En cualquier caso, si durante la relación se evidencia sangrado, dolor, irritación u otra molestia, esta se deberá suspender y consultar al ginecoobstetra, para que determine las causas y dé las indicaciones a seguir. Así mismo, como ya se ha advertido, las relaciones sexuales se deberán suspender cuando el especialista de la salud determine amenaza de aborto o de parto prematuro.

¿Y después del parto?

Retomar las relaciones sexuales en pareja podría tardar hasta seis semanas. Antes de ese tiempo, muchos especialistas no recomiendan tener encuentros sexuales dado que pueden ser dolorosos para la mujer.

No obstante, para el doctor Pablo Victoria “no existe un momento estándar para reiniciar la vida sexual. Algunas parejas lo hacen más rápido y otras, más lento. El punto es que lo hagan tan pronto se sientan cómodas y seguras y que, de llegar a percibir molestias tras una correcta recuperación,  consulten con un especialista”, aconseja.

Juguetes sexuales

De acuerdo con la sexóloga Claudia Botero Rodríguez, del mismo modo en que se pueden mantener relaciones sexuales desde el primer hasta el noveno mes de embarazo, cuando este transcurre de manera normal, también se pueden utilizar juguetes sexuales que complementen el encuentro con la pareja o den satisfacción individual.

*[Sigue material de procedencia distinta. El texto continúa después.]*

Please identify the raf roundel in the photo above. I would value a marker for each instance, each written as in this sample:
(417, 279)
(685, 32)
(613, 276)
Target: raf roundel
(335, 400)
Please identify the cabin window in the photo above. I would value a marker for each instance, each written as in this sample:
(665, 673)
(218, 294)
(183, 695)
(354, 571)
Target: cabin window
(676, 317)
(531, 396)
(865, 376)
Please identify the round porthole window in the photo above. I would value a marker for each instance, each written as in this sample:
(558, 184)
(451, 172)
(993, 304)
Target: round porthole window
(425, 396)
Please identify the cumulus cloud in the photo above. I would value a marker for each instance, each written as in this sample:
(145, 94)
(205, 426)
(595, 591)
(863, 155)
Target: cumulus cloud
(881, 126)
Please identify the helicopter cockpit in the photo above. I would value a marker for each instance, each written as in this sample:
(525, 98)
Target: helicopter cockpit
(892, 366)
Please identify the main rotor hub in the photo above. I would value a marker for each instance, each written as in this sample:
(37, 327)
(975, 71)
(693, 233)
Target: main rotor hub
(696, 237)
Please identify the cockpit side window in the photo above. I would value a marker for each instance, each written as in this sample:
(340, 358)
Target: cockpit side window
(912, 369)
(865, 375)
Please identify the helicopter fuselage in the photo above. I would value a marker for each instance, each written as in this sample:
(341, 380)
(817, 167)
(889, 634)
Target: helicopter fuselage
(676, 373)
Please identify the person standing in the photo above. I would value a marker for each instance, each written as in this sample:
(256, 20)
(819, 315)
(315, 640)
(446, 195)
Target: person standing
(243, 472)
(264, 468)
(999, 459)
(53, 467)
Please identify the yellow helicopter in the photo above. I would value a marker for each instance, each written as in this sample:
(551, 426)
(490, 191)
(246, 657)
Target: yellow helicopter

Respecto a los consoladores, Botero afirma que no hay problema en cuanto a su forma o tamaño, aunque es preferible que sean de silicona ya que es un material que no absorbe virus ni bacterias. Esto, siempre y cuando se extreme su higiene después de cada uso. No obstante, la especialista considera no utilizarlos hacia el final del embarazo ya que, si bien las vibraciones que produce son muy leves si se comparan con otras actividades de la vida cotidiana, como transportarse en un vehículo, estas sí pueden estimular demasiado las paredes vaginales y provocar contracciones.